The term lead time describes the time between initial code commitment to full deployment to production. When your team decides to implement a UI change, how long does this take to get into production? When your team implements a new security feature, how long does testing take before release?
Lead time is measured from when a team starts working on a code change to the moment it is in the production environment. Lead time can be further broken down by looking at what stage of change development is taking the longest. Is your team spending the most time in development or testing?
Mean Time to Recovery measures the time it takes to recover following an outage, service interruption, or product failure.
This is measured from the initial moment of an outage until the incident team has recovered all services and operations. These events are unavoidable to a certain degree, although good management can significantly reduce the Mean Time Between Failure (MTBF). Because it’s impossible to avoid incidents completely, you need an incident plan that works.

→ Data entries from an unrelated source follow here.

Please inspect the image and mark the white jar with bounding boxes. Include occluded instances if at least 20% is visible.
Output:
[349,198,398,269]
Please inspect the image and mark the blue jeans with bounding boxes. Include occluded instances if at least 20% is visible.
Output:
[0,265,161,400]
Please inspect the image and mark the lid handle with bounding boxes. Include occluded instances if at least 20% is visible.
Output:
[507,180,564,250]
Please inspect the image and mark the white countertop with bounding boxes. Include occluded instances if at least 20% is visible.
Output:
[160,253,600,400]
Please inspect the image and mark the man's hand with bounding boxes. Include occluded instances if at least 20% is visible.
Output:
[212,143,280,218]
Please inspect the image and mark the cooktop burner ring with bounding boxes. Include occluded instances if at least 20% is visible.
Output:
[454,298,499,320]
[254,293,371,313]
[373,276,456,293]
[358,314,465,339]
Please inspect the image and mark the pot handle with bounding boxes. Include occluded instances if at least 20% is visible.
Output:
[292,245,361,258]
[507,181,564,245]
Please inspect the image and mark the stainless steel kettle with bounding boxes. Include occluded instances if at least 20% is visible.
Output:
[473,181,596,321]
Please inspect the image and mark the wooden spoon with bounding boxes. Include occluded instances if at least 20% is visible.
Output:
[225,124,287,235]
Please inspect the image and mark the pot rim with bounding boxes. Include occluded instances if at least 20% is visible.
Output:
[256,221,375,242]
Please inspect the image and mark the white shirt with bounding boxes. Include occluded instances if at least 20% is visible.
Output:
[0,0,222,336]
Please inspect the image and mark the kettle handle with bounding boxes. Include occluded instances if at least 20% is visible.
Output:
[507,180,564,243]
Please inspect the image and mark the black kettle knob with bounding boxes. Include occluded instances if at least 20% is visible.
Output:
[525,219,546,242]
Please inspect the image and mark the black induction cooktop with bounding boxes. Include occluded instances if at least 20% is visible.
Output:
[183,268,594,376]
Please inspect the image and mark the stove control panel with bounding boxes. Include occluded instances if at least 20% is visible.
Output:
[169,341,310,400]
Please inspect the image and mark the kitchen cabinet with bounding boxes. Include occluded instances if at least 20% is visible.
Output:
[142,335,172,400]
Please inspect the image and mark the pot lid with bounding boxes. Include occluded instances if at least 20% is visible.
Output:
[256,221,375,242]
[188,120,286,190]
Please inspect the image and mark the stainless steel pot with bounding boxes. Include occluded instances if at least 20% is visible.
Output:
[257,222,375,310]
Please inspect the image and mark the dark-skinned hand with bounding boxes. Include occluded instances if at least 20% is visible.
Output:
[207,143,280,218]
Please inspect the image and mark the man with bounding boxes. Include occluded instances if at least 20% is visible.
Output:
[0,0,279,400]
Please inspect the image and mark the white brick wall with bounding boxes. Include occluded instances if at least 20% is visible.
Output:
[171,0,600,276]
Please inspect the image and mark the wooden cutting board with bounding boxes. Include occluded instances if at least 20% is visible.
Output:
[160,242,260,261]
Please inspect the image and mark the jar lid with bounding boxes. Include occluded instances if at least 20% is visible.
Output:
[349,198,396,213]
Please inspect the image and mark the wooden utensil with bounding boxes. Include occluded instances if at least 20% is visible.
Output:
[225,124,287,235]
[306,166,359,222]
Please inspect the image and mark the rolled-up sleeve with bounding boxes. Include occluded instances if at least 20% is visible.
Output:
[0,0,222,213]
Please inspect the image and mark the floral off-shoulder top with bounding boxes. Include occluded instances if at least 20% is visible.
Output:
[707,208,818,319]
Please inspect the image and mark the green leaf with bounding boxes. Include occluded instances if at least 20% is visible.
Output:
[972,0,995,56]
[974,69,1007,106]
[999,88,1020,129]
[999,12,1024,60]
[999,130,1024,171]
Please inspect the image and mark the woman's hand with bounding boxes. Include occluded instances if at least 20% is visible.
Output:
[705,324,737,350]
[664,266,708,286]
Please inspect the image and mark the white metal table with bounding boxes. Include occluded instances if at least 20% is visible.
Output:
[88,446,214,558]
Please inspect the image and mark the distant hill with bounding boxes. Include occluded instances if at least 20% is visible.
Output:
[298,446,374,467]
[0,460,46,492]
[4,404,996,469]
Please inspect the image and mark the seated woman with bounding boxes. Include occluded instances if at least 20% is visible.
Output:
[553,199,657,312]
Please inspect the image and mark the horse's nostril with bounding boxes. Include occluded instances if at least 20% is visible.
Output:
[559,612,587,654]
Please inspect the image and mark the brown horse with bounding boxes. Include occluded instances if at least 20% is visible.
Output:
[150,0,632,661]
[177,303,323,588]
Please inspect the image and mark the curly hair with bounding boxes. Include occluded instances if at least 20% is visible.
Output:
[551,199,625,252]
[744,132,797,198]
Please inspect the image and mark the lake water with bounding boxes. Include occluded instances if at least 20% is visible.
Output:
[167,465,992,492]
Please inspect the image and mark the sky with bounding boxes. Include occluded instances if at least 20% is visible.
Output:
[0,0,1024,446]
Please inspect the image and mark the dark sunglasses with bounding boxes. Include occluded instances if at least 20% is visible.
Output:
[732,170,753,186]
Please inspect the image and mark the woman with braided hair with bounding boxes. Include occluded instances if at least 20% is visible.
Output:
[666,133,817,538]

Slow recovery times can impact your organization in more than one way. Your customers will experience a prolonged outage and will view your team negatively for not being able to get the incident resolved. You may lose customers, and the reputation of your brand may be diminished. Additionally, management is less likely to move in an experimental direction if the team cannot keep up with the current, supposedly stable software.
It’s great to have frequent deployments, but what’s the point if your team is constantly rolling back updates. Or even worse, if updates are causing incidents or outages. You should track all deployments that end up as incidents or get rolled back. This is known as the Change Failure Rate (CFR) and is measured as a percentage.
By tracking Change Failure R ate, you learn how often your team is going back to fix earlier deployments. This alerts you to a quality breakdown somewhere in the code development or deployment process itself.